Imad Karim im Gespräch mit Frauke Petry: “Ich erkenne mein Heimatland nicht wieder”


TV-Journalist Imad Karim im Interview mit Dr. Frauke Petry,
Parteichefin der AfD-Volksbewegung Deutschland

Das Video wurde weltweit getwittert und in nur zwei Tagen hundertausendemal abgerufen. Die Systemmedien (ARD&ZDF) weigerten sich, dieses Interview auch nur in Auszügen zu zeigen.

Es zeigt, wie man ein seriöses Inzerview führt. Der libanesische Filmemacher Imad Karim blamiert mit seiner ruhigen und professionellen, inhaltlich unvoreingenommen Art die gesamte Medienlandschaft Deutschlands, die Interviews nur noch als tendenziös unterstellende Vorwürfe gegenüber dem politischen Gegner zelebrieren.
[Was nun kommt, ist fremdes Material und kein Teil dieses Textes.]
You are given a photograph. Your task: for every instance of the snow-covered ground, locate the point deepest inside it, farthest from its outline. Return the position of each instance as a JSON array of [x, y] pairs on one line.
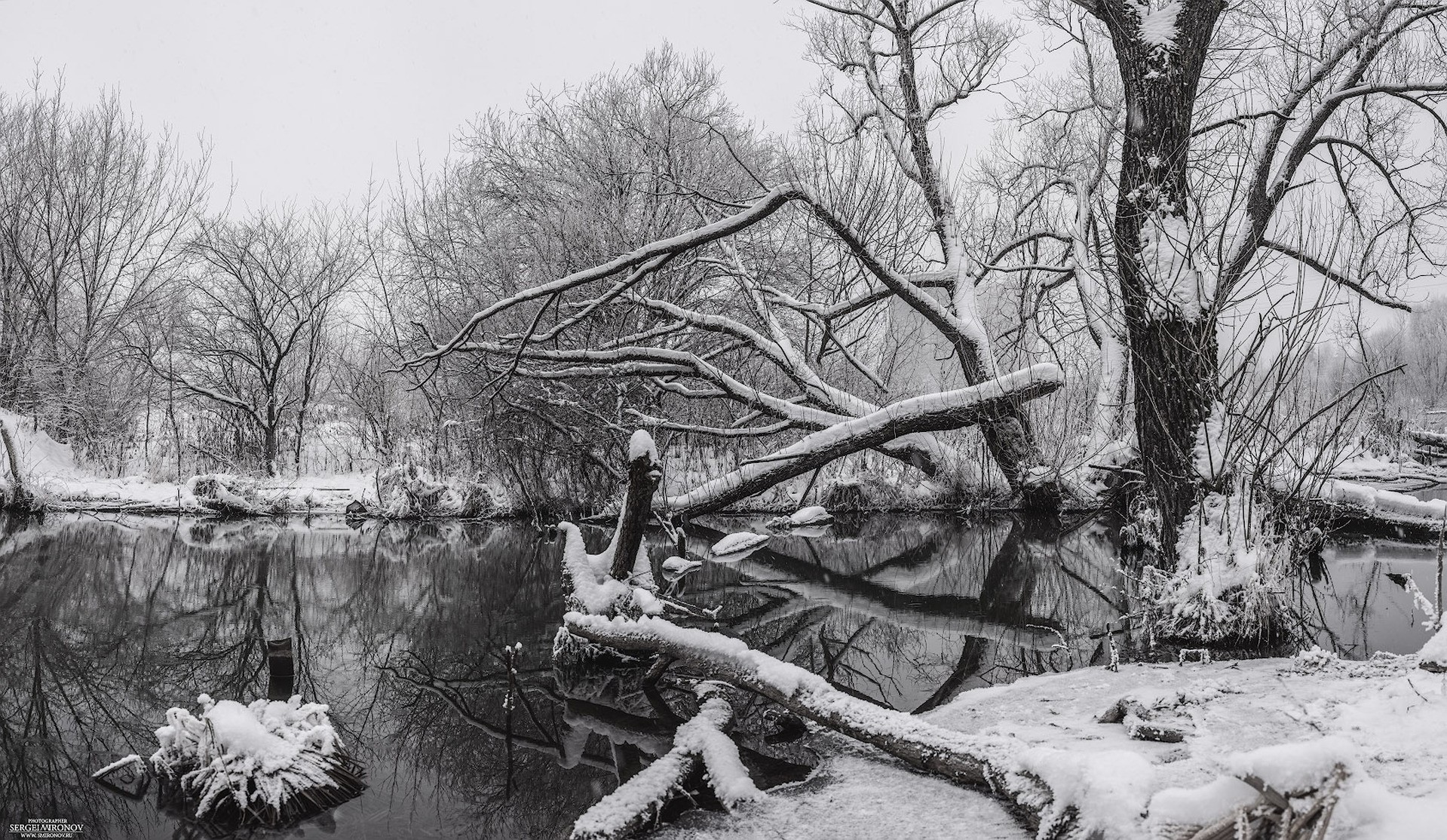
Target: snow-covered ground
[[1385, 717], [51, 471]]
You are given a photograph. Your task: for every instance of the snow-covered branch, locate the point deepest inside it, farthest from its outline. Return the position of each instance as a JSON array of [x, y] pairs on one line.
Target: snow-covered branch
[[932, 412]]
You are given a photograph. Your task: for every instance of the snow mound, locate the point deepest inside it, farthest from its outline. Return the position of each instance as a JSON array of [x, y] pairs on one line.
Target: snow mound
[[1110, 789], [814, 515], [642, 444], [676, 567], [41, 455], [258, 756], [738, 542], [1434, 652]]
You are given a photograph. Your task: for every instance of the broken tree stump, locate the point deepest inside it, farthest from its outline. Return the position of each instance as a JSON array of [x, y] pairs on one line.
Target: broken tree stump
[[633, 520]]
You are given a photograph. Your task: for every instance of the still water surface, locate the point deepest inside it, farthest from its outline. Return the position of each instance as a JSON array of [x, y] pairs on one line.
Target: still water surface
[[106, 622]]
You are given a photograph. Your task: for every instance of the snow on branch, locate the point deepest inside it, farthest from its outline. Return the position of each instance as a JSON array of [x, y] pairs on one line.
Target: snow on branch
[[922, 414], [995, 764], [1333, 275], [639, 802]]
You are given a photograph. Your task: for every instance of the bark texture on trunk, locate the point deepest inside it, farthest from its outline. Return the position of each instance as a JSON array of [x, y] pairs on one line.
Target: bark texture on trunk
[[1171, 326], [633, 520]]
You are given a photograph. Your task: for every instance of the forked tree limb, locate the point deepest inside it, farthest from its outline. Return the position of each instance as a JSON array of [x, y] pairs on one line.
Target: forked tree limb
[[922, 414]]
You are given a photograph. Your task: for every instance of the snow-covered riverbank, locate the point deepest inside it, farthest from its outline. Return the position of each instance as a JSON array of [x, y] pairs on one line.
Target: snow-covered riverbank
[[1281, 719]]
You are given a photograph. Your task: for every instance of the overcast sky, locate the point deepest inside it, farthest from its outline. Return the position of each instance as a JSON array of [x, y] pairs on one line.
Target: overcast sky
[[311, 99], [307, 97]]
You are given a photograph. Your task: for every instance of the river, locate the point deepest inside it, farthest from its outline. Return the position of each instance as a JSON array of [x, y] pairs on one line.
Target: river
[[106, 622]]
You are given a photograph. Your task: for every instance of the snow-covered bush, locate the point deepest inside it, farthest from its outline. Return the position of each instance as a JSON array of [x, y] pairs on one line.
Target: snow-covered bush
[[406, 492], [226, 493], [1228, 566], [265, 762]]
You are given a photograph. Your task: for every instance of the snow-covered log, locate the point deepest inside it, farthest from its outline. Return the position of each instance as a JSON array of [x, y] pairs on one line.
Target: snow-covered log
[[987, 762], [922, 414], [639, 802], [1365, 505]]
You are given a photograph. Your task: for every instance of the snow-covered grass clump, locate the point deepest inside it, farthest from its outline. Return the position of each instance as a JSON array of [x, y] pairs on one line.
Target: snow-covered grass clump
[[404, 492], [267, 762], [593, 587], [1222, 589], [738, 544]]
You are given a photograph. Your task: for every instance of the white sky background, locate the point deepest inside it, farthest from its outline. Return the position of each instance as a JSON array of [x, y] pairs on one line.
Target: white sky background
[[311, 99]]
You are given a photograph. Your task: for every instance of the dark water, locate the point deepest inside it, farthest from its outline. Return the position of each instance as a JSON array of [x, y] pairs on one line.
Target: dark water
[[107, 622]]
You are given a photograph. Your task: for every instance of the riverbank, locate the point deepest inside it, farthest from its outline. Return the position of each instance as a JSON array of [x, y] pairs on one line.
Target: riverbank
[[1286, 720]]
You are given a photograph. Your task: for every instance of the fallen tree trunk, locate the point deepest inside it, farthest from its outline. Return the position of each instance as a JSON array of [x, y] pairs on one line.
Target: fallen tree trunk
[[990, 764], [1372, 509], [933, 412], [19, 498], [697, 743]]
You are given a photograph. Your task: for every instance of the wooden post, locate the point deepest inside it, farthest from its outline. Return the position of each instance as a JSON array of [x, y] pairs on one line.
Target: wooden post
[[283, 670], [642, 480]]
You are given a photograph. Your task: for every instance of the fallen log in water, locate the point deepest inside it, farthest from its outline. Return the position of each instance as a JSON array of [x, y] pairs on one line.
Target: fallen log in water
[[986, 762], [933, 412], [697, 745]]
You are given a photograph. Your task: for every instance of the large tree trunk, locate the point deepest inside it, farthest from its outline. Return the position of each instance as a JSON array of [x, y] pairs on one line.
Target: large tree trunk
[[1168, 305]]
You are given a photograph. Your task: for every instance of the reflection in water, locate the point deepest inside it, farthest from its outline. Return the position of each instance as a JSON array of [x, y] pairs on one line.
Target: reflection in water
[[401, 630]]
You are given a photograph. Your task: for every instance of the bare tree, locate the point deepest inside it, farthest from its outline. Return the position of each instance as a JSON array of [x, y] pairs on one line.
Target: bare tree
[[718, 305], [259, 304], [94, 213], [1274, 123]]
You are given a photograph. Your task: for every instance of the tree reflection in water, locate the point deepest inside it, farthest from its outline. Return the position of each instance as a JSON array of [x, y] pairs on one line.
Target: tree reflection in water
[[105, 622]]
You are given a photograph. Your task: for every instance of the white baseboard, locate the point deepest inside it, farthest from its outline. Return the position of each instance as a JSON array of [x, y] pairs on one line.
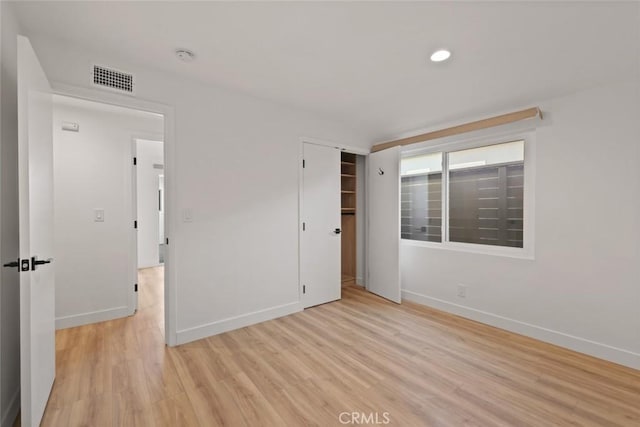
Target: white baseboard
[[192, 334], [582, 345], [10, 414], [91, 317]]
Frauke Petry gibt hierin einen tiefen Einblick in ihre politische und menschliche Einstellung – und zeigt, dass sie nichts mit dem Schreckgespenst gemein hat, was unsere Linksjournaille von ihr zeichnet.
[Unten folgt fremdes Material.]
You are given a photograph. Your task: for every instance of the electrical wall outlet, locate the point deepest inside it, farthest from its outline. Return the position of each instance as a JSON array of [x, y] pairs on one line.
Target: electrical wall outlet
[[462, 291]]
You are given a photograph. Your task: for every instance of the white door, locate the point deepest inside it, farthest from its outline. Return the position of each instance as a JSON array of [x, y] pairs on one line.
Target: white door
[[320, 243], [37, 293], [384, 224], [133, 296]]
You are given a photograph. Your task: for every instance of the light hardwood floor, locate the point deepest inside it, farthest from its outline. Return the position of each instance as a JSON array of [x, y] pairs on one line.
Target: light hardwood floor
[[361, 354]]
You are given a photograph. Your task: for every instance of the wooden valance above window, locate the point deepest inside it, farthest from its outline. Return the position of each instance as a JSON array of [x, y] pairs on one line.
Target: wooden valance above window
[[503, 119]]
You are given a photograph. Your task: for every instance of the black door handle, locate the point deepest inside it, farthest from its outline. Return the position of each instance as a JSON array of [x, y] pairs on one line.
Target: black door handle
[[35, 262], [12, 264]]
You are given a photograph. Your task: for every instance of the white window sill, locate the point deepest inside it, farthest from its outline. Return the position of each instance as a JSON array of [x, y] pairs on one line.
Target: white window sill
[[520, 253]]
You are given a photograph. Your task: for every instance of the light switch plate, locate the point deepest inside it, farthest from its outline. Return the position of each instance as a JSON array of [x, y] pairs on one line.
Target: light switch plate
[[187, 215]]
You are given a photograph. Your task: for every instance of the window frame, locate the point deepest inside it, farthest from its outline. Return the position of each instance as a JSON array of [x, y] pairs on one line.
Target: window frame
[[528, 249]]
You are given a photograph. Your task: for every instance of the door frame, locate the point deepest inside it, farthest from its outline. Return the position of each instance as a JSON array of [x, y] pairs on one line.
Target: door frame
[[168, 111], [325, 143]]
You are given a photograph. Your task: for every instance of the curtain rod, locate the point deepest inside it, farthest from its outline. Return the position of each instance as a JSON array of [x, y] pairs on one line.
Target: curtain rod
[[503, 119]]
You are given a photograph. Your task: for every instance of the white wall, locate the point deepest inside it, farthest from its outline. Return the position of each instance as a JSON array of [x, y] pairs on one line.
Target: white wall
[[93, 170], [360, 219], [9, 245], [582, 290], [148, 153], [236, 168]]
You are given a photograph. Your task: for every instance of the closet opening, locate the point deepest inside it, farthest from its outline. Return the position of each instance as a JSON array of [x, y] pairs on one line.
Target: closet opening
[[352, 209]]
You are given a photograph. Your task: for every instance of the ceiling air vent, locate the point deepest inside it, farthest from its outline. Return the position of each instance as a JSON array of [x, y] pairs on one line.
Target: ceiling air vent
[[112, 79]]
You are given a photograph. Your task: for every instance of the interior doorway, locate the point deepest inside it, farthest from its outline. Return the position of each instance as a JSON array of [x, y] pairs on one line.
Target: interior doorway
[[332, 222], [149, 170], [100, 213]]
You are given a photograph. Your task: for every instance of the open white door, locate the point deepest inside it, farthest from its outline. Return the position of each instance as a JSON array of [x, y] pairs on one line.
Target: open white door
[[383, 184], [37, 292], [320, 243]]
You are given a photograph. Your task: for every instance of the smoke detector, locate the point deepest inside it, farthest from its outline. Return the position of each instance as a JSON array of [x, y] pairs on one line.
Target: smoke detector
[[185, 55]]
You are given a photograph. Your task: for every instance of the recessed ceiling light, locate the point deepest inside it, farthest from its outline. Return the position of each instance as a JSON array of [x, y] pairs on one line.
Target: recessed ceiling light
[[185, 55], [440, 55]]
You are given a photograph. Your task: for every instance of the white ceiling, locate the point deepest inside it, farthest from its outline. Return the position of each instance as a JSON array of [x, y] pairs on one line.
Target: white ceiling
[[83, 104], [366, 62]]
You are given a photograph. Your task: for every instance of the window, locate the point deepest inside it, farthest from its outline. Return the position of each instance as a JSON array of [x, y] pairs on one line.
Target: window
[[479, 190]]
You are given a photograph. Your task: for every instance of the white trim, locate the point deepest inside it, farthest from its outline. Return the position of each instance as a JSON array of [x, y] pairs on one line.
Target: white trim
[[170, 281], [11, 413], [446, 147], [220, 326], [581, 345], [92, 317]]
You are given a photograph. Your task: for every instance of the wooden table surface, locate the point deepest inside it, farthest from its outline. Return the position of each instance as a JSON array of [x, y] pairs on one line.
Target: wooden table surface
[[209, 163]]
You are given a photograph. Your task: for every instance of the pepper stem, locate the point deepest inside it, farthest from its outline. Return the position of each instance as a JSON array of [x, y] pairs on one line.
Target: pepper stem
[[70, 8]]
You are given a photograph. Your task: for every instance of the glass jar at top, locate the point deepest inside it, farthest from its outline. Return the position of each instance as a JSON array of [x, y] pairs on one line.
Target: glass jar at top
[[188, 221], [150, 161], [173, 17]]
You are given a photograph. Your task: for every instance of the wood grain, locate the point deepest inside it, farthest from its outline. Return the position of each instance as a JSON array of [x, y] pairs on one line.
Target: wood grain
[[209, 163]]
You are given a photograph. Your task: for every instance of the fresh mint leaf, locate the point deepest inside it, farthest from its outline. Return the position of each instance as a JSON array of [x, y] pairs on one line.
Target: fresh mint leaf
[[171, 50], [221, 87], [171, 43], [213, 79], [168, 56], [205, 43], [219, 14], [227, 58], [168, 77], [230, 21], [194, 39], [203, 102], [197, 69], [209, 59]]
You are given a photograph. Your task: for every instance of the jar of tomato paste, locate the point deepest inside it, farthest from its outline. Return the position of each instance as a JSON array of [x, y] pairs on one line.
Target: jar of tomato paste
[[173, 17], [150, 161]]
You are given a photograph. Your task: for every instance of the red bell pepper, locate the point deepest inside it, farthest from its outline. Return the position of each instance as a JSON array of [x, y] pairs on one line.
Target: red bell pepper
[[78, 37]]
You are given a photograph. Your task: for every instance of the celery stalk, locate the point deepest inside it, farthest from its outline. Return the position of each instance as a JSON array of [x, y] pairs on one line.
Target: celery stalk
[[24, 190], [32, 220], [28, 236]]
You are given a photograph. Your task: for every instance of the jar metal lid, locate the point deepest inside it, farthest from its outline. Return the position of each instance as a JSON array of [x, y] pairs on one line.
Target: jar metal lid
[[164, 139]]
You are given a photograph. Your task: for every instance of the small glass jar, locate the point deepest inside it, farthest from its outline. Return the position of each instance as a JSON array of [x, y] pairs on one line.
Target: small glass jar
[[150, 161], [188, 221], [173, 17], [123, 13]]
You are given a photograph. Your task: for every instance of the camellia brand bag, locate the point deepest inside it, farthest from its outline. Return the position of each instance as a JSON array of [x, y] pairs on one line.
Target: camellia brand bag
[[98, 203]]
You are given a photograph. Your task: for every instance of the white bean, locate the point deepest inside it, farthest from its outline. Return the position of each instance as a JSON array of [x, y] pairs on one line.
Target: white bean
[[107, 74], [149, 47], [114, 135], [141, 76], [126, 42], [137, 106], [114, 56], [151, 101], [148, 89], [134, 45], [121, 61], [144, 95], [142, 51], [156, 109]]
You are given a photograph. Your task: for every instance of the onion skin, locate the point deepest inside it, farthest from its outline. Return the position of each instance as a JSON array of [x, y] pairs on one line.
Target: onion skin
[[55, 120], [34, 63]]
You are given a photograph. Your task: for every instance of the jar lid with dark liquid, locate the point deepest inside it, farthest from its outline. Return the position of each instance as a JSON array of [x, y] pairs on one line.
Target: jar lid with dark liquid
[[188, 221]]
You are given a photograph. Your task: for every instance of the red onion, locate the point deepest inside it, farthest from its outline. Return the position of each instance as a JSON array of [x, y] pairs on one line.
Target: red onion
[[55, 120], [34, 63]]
Veröffentlicht am 09.03.2016

Weitere Informationen auf http://best-of-mannheim.de/
Videoproduktion Strong Shadow Media GmbH http://strong-shadow.de/

Videoquelle:
https://www.youtube.com/watch?v=WlCLKQv625w&app=desktop


Infos zu Imad Karim

Imad Karim wurde in Beirut geboren, dort besuchte er die Schule und schloss mit dem Abitur 1975–1976 ab. Im Schatten des im April 1975 ausgebrochenen libanesischen Bürgerkrieges nahm er sein Studium an der Akademie der schönen Künste in Beirut (ALBA) auf. Das von kriegsbedingter Unterbrechung gekennzeichneten Studiums, die Verfolgung durch lokale Kommandeure und die allgemeine Sicherheitslage zwangen ihn sein Heimatland zu verlassen. Als Exil wählte er Deutschland.
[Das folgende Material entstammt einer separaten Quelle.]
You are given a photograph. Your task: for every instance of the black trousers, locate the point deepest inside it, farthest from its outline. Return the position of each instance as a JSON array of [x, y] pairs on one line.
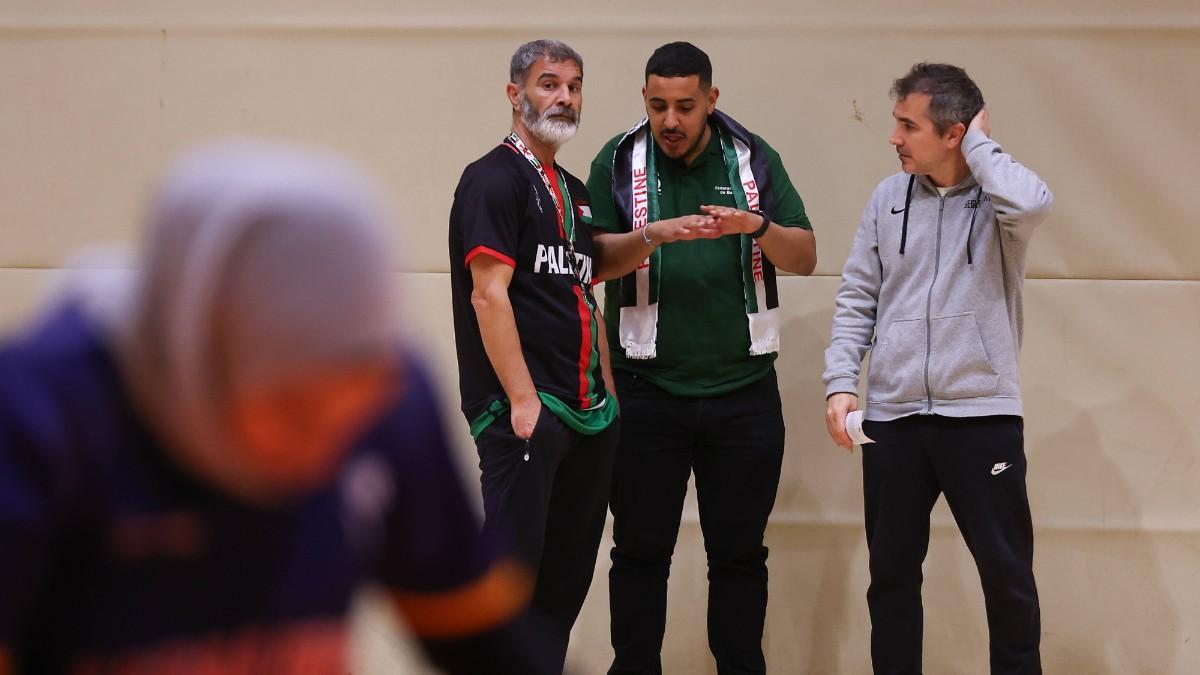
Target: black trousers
[[735, 444], [551, 507], [979, 465]]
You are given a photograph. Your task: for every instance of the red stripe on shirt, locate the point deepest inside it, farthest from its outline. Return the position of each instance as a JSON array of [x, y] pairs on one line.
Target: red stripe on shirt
[[492, 252], [585, 312]]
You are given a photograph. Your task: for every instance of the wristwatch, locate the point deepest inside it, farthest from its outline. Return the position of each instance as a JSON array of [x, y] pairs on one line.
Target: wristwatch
[[762, 230]]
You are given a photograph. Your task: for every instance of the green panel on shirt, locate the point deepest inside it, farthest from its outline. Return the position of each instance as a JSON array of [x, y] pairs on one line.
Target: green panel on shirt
[[703, 340]]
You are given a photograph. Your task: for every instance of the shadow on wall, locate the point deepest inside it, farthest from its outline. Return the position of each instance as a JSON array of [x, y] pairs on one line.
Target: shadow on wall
[[1105, 607], [816, 614]]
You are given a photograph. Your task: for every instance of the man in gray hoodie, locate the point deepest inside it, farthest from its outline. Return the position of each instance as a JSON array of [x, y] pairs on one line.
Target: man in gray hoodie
[[935, 275]]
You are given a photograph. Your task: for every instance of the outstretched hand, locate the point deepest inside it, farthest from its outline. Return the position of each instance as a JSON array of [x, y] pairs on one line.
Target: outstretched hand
[[838, 406], [683, 228], [732, 221]]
In Deutschland 1977 angekommen, studierte er in Berlin, Mainz und Mannheim Medienwissenschaft und Sozialwissenschaft und schloss 1987 mit einem Magister ab.


In der Zeit von 1987 bis 1991 finanzierte Imad Karim seinen Lebensunterhalt durch Übersetzungsarbeiten in und aus dem Arabischen.

Im Oktober 1991, ca. drei Monate nach Beendigung des libanesischen Bürgerkrieges, kehrte er als einer der ersten Regisseure in seine Heimat zurück und drehte „Die verlogenen Mythen meines Krieges“. Die Dreharbeiten zu diesem Film wurden überschattet von einer Minenexplosion, bei der die 26-jährige Regieassistentin Noha Almasri ihr rechtes Bein verlor. Eine Schrifttafel weist am Ende des Films ausdrücklich darauf hin.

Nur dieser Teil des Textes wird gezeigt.